Summer in Colorado means road-tripping and camping... and in my car, with a busted CD player and no iTrip to speak of (or listen to) that also means a lot of NPR... On my way home from a wedding weekend of camping underneath the moon and stars and looming Teton Range in Jackson, Wyoming, with a pretty amazing, intelligent, and fun group of friends, my blissed-out state was interrupted by the intensity and wisdom of Poet Laureate, Kay Ryan. The All Things Considered interview/reading began with Ryan reading Home to Roost.
HOME TO ROOST
The chickens are circling and blotting out the day. The sun is bright, but the chickens are in the way. Yes, the sky is dark with chickens, dense with them. They turn and then they turn again. These are the chickens you let loose one at a time and small — various breeds. Now they have come home to roost—all the same kind at the same speed.

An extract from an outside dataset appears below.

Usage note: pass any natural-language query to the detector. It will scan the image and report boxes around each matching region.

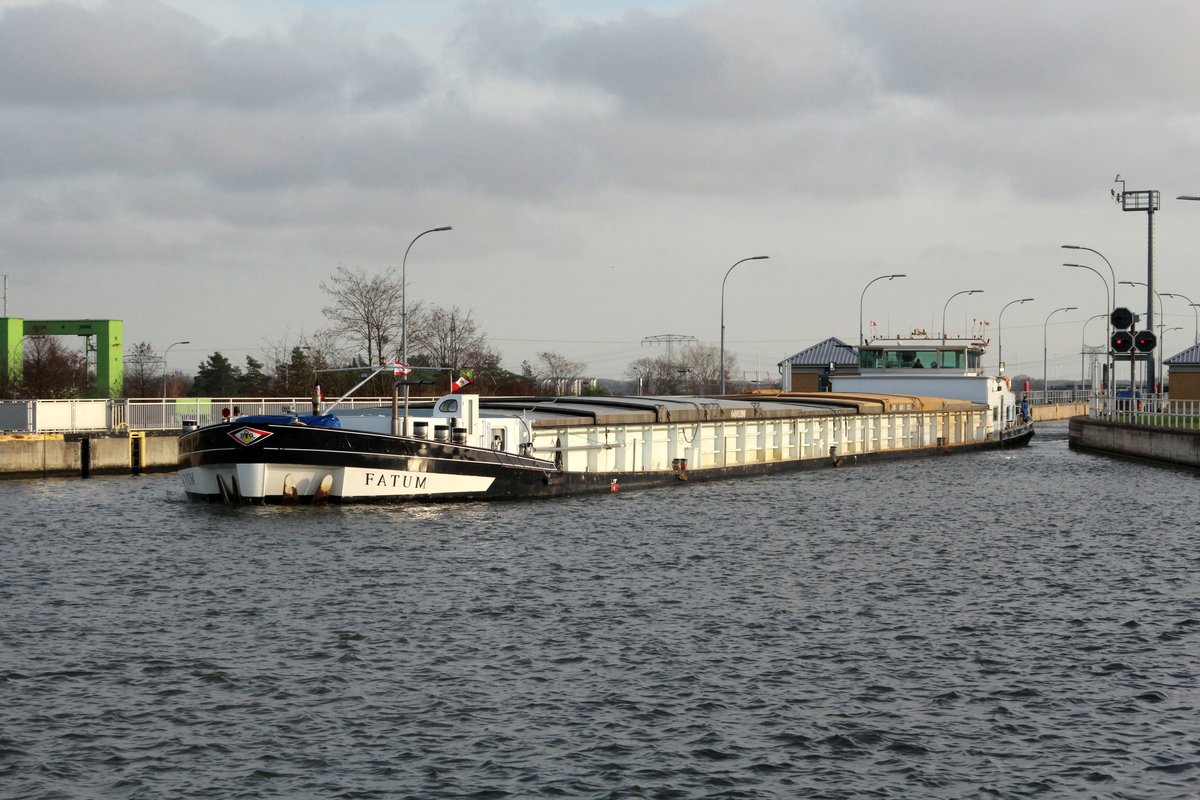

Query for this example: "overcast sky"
[0,0,1200,379]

I was reminded of the poem when I saw the above image, a photograph by Nicolas Wollnik, on J Colberg's blog Conscientious which always provides worthy musings on fine art photography among other things. Despite the almost instantaneous link in my mind between the image and the poem, I have reservations about posting the two together, primarily because of the way Ryan works, very slowly. While I often like the pairings of poems and photographs, it's weighty work to be sure that each is commensurate with the other. I wonder if that's why photographer Alec Soth often left blog readers with just a poem on Fridays and no photo; although, Jen Bekman has made a few fine matches on her site, Personism.
I was struck by Ryan's way of working and writing poetry which is similar to the way I work as a photographer. She called it "wool gathering" and remarked that it takes hundreds of pounds of wool for an ounce of good language; it's inefficient and takes lots of time. But the resulting works are charged, simple, and not overly elaborated.